When Provost Joseph Klesner invited Andrew Engell, assistant professor of psychology, to lunch earlier this summer, Engell was enthusiastic, if also mildly suspicious.
“It’s always nice to see Provost Klesner,” Engell said with a smile, “but I was wondering, ‘Why are we at lunch?’ ”
The answer, Engell quickly learned, was that he would be the next holder of the Harvey F. Lodish Faculty Development Chair in the Natural Sciences — a three-year chair established in 2000 through a gift from Harvey Lodish ’62 H ’82 P ’89 and Pamela Lodish P ’89 — to recognize excellence in teaching, research and scholarship in the sciences at Kenyon.
The Lodish Professorship is awarded to a junior faculty member in the natural sciences division and is designed to attract and retain a promising colleague by offering not only prestige but also substantial support for research at a critical period early in the faculty member's career.
Upon hearing the news, “I was stunned, honestly,” said Engell, who joined the Kenyon faculty in 2013. Engell teaches courses in both psychology and neuroscience, and his research focuses on how people identify and interpret non-verbal social information that is conveyed by facial expression, eye-gaze direction, facial identity, body posture and biological motion.
"He's a very popular and effective lecturer," Klesner said of Engell. "Just as important, he's been able to create a team of undergraduate researchers who work in his lab, and they have been quite successful in putting together work that they can share with the scholarly community."
Further, he added, Engell’s research on the human brain (which primarily uses electroencephalography to record electrical activity generated in the brain), “provides to psychology and neuroscience students a real opportunity [for hands-on learning] that they otherwise wouldn't have."
By email, Lodish, a professor of biology and biomedical engineering at Massachusetts Institute of Technology and a past member of the Kenyon College Board of Trustees, said that the professorship he endowed 16 years ago “has succeeded beyond my highest expectations.”
Lodish has met with each of the previous recipients and said he was “especially pleased to learn of the professional plans for their students after Kenyon; many enrolled in top Ph.D. programs.”
This summer, Engell is working closely with four students on two different studies, both related to better understanding how we perceive and process human faces.

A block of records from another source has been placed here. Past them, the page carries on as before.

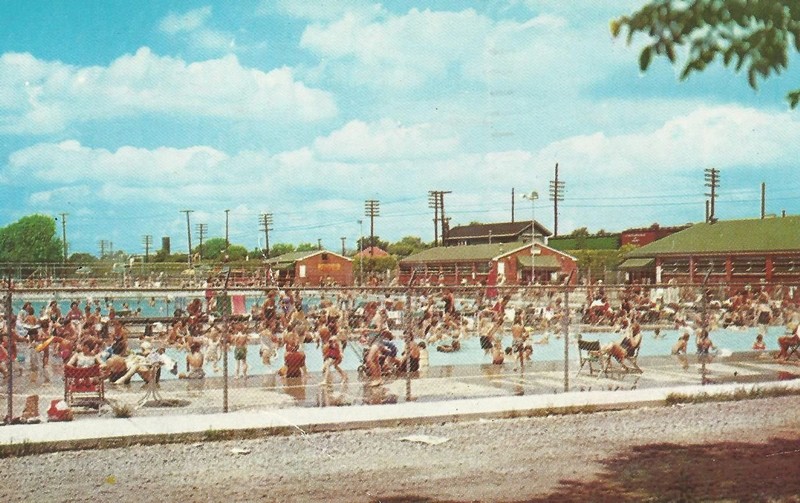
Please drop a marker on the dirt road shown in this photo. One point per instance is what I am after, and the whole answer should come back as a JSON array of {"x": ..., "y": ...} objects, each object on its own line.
[{"x": 725, "y": 451}]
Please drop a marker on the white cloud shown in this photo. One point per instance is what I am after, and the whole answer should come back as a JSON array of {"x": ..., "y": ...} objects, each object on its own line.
[
  {"x": 721, "y": 136},
  {"x": 193, "y": 27},
  {"x": 423, "y": 46},
  {"x": 383, "y": 140},
  {"x": 189, "y": 21},
  {"x": 42, "y": 97},
  {"x": 315, "y": 10}
]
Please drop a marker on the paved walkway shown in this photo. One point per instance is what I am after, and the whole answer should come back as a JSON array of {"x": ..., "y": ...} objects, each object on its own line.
[
  {"x": 268, "y": 405},
  {"x": 96, "y": 431}
]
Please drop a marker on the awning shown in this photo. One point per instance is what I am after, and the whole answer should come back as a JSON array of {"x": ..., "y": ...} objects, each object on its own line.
[
  {"x": 637, "y": 263},
  {"x": 543, "y": 262}
]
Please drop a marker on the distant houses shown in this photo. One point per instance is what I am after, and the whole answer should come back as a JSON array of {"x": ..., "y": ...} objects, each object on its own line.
[
  {"x": 487, "y": 264},
  {"x": 311, "y": 268},
  {"x": 730, "y": 251}
]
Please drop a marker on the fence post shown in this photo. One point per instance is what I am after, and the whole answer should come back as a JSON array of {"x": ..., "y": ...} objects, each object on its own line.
[
  {"x": 225, "y": 307},
  {"x": 565, "y": 322},
  {"x": 10, "y": 351}
]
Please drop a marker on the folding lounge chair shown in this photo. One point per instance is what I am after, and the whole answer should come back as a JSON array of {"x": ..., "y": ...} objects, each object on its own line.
[
  {"x": 83, "y": 386},
  {"x": 589, "y": 353}
]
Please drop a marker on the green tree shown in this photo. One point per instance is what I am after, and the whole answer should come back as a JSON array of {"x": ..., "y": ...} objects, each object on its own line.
[
  {"x": 408, "y": 245},
  {"x": 31, "y": 239},
  {"x": 82, "y": 258},
  {"x": 280, "y": 249},
  {"x": 364, "y": 242},
  {"x": 756, "y": 35}
]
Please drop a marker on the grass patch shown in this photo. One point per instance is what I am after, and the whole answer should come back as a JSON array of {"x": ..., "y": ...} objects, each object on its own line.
[
  {"x": 121, "y": 410},
  {"x": 731, "y": 396}
]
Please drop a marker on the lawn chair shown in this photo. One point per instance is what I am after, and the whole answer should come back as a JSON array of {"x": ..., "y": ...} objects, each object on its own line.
[
  {"x": 589, "y": 352},
  {"x": 83, "y": 386},
  {"x": 628, "y": 365}
]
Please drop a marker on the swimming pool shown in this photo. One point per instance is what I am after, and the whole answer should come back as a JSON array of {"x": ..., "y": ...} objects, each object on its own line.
[{"x": 472, "y": 354}]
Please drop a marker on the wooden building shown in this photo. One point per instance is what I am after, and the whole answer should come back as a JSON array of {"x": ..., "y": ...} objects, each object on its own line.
[
  {"x": 645, "y": 235},
  {"x": 312, "y": 268},
  {"x": 502, "y": 232},
  {"x": 483, "y": 264},
  {"x": 727, "y": 251}
]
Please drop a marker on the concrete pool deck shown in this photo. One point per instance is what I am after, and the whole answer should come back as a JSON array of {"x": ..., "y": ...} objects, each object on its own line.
[{"x": 264, "y": 405}]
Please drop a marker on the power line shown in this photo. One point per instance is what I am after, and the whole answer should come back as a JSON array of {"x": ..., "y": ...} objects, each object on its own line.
[
  {"x": 372, "y": 210},
  {"x": 147, "y": 240},
  {"x": 266, "y": 226},
  {"x": 556, "y": 195}
]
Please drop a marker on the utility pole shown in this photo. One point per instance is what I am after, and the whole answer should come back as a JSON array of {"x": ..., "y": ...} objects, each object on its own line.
[
  {"x": 105, "y": 247},
  {"x": 433, "y": 202},
  {"x": 64, "y": 233},
  {"x": 712, "y": 182},
  {"x": 202, "y": 229},
  {"x": 556, "y": 195},
  {"x": 372, "y": 210},
  {"x": 227, "y": 241},
  {"x": 147, "y": 240},
  {"x": 436, "y": 201},
  {"x": 189, "y": 234},
  {"x": 445, "y": 220},
  {"x": 266, "y": 226}
]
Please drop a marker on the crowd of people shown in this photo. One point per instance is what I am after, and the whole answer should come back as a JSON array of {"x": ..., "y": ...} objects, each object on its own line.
[{"x": 96, "y": 334}]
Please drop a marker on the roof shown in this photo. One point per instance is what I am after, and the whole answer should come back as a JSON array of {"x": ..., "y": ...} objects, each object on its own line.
[
  {"x": 376, "y": 252},
  {"x": 496, "y": 229},
  {"x": 471, "y": 253},
  {"x": 636, "y": 263},
  {"x": 292, "y": 257},
  {"x": 465, "y": 253},
  {"x": 549, "y": 262},
  {"x": 725, "y": 236}
]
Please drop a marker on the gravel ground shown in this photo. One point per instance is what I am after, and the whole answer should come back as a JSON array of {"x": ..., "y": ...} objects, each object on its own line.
[{"x": 747, "y": 450}]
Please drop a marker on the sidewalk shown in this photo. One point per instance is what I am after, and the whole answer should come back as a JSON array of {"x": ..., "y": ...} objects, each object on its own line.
[{"x": 115, "y": 432}]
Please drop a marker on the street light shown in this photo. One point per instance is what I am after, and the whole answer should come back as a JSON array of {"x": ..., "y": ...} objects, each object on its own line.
[{"x": 532, "y": 197}]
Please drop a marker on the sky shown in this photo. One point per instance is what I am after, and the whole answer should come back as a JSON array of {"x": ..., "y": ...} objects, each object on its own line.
[{"x": 122, "y": 114}]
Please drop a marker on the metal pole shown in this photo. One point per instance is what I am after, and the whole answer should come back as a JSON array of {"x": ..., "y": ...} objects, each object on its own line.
[
  {"x": 225, "y": 342},
  {"x": 565, "y": 322},
  {"x": 10, "y": 349},
  {"x": 361, "y": 253}
]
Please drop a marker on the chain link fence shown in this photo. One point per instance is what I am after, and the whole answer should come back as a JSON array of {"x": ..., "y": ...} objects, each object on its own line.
[{"x": 223, "y": 347}]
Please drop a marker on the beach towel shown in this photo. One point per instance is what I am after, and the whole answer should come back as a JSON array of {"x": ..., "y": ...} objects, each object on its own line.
[{"x": 239, "y": 306}]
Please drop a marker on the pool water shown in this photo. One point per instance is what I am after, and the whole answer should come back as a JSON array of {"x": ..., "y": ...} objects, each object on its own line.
[{"x": 472, "y": 354}]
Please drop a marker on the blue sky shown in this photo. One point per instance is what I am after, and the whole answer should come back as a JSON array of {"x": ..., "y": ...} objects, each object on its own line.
[{"x": 122, "y": 114}]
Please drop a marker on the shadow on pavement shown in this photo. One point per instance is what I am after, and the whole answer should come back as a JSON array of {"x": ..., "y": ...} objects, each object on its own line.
[{"x": 727, "y": 471}]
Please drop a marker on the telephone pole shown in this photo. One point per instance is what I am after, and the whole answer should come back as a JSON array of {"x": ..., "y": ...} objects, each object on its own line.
[
  {"x": 712, "y": 182},
  {"x": 372, "y": 210},
  {"x": 266, "y": 226},
  {"x": 436, "y": 201},
  {"x": 64, "y": 233},
  {"x": 202, "y": 229},
  {"x": 227, "y": 241},
  {"x": 189, "y": 234},
  {"x": 147, "y": 240},
  {"x": 556, "y": 195}
]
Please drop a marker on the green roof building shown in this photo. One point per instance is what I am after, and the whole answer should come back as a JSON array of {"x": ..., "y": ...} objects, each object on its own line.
[
  {"x": 507, "y": 263},
  {"x": 730, "y": 251}
]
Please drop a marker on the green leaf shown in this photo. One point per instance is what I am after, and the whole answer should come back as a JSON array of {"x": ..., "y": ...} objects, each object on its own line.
[{"x": 644, "y": 58}]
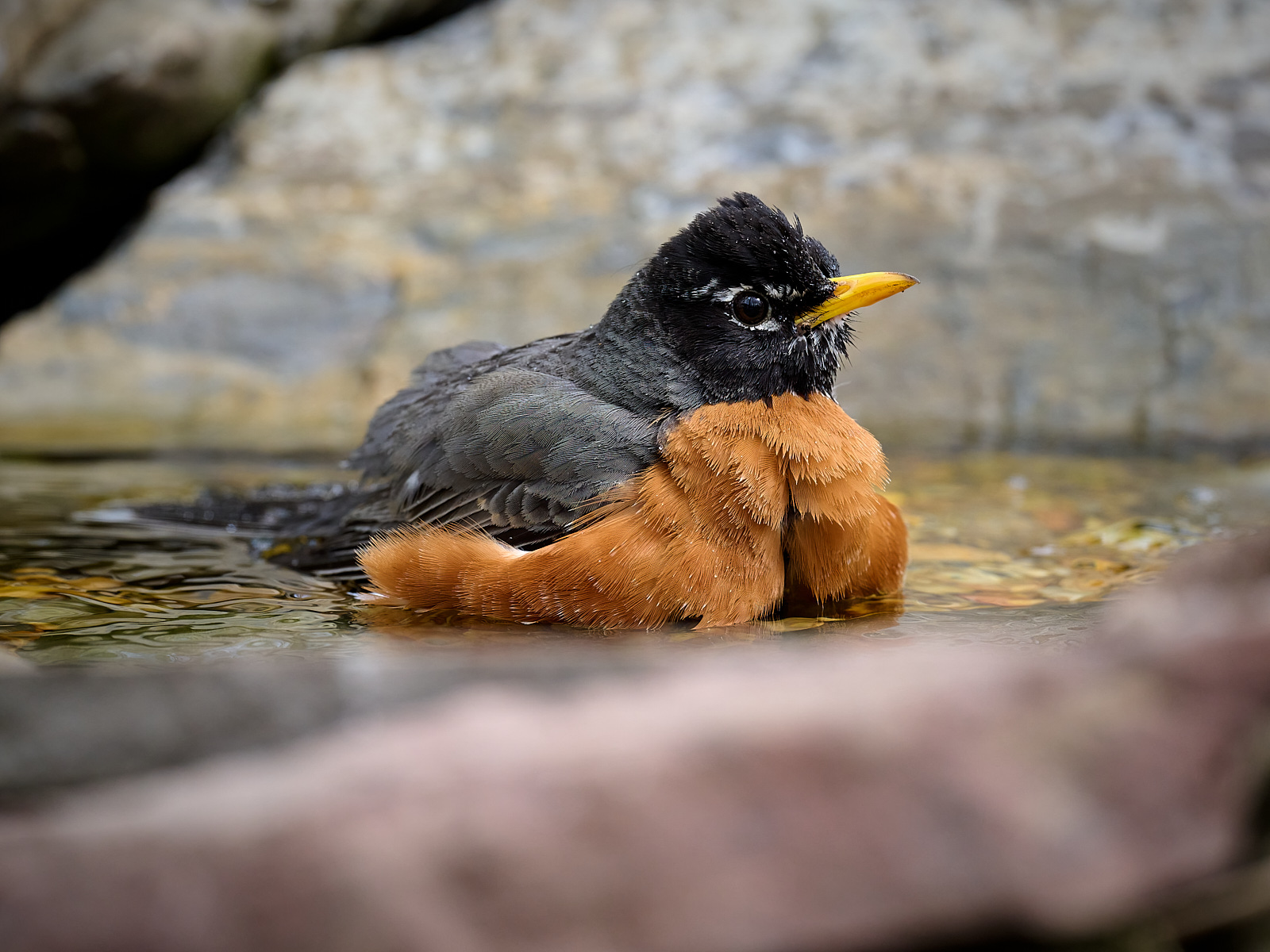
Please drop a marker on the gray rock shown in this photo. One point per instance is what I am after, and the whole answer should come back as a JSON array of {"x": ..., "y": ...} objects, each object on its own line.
[
  {"x": 1083, "y": 190},
  {"x": 837, "y": 797},
  {"x": 137, "y": 84}
]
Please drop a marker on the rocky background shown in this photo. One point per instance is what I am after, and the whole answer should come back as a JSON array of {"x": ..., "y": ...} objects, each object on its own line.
[{"x": 1083, "y": 186}]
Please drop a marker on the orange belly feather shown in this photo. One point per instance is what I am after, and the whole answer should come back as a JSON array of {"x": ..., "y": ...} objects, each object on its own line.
[{"x": 743, "y": 489}]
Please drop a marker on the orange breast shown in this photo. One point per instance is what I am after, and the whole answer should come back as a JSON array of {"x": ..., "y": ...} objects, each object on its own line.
[{"x": 702, "y": 535}]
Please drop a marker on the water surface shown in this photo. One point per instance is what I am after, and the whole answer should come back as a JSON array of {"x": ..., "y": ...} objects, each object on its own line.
[{"x": 1009, "y": 549}]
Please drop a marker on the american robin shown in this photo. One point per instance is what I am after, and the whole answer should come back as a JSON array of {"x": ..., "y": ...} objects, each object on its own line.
[{"x": 681, "y": 459}]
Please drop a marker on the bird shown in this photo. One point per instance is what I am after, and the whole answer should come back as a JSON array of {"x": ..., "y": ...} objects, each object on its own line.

The Lodish chair, he said, will help him attend more meetings, conferences and workshops in the field. It also will allow him to run costly functional magnetic resonance imaging pilot studies that can serve as the foundation of future grant applications. Finally, it will allow him to grow a handful of research collaborations he has initiated, which are currently in their infancy, including partnerships with The Ohio State University College of Medicine, the University of Pittsburgh School of Medicine and Yale University.
"I'm often humbled by the amazing work of my colleagues in the natural sciences and College-wide,” Engell said. “So to get an award like this, to foster my research, is particularly gratifying. … I've had colleagues pop in to congratulate me and that, to me, is a reminder of what a great place Kenyon is — that people go out of their way to celebrate accomplishments like this and to share the joy."